To run App Agents with APM correlation on Openshift 4.x:

Open your App Agent YAML file.
Locate the spec: > args: section within the file.

Update the UNIQUE_HOST_ID argument in the containers spec using this example as a guide:

spec:
      containers:
      - name: client-api
        command: ["/bin/sh"]
        args: ["-c", "UNIQUE_HOST_ID=$(sed -rn '1s#.*/##; 1s/(.{12}).*/\\1/p' /proc/self/cgroup) && java -Dappdynamics.agent.uniqueHostId=$UNIQUE_HOST_ID $JAVA_OPTS -jar /java-services.jar"]
        envFrom:
        - configMapRef:
            name: agent-config

CODE

If APM Correlation is working correctly, when you click the Pod Details link, the link opens the APM Node Dashboard for that node.

Cluster Agents or Pods are not Visible in the Controller

If Agents or pods are not visible in the Controller, or if Agents or pods are not registered and reporting, review the sim.cluster.agent.limit and sim.cluster.pod.limit descriptions in Controller Settings for the Cluster Agent.
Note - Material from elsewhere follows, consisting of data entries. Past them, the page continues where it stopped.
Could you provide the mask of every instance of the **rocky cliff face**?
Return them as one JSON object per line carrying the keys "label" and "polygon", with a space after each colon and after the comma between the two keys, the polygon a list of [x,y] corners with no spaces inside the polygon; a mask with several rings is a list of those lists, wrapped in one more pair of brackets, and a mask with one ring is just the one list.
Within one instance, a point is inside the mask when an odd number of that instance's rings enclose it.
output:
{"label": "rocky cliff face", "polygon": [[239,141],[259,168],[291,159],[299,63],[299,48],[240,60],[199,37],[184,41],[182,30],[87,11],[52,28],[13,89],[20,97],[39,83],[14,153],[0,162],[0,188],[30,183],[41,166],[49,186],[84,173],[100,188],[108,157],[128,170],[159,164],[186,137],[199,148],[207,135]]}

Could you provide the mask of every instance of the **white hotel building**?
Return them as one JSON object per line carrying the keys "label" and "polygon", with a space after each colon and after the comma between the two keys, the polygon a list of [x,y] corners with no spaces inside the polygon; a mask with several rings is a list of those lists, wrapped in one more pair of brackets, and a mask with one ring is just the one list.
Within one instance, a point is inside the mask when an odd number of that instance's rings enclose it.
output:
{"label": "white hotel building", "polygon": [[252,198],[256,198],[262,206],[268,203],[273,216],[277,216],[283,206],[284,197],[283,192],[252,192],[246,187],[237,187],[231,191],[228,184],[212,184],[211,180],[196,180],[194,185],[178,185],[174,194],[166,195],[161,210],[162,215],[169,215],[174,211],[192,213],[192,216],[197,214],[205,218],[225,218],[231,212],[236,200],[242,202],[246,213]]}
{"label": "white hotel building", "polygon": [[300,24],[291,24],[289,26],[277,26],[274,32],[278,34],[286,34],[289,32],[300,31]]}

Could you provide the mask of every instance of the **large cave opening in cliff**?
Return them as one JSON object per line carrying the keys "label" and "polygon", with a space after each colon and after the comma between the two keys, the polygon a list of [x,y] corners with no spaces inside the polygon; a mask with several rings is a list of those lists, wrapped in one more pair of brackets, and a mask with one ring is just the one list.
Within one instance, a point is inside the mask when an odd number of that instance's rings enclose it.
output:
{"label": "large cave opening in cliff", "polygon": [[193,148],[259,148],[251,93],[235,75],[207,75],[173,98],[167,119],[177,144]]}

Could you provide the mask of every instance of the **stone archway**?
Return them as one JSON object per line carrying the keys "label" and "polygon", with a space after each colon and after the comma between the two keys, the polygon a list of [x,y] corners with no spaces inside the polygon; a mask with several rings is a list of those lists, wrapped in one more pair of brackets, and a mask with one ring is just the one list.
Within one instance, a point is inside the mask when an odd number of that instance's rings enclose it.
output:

Cluster Agent Pods are not Created When Security Policy is Enabled

If you have Pod Security Policies applied in the cluster, add the following to the cluster-agent-operator.yaml file:

securityContext: 
  runAsUser: 1000

CODE

This YAML file example displays the security context:

apiVersion: apps/v1 
kind: Deployment 
metadata: 
  name: appdynamics-operator 
  namespace: appdynamics
  .
  .
spec:
  .
  . 
  .
  template:
    .
    .
    securityContext: 
      runAsUser: 1000

CODE

For Agent 20.4 and 20.5, add the runAsUser: 1000 field in the cluster-agent.yaml file.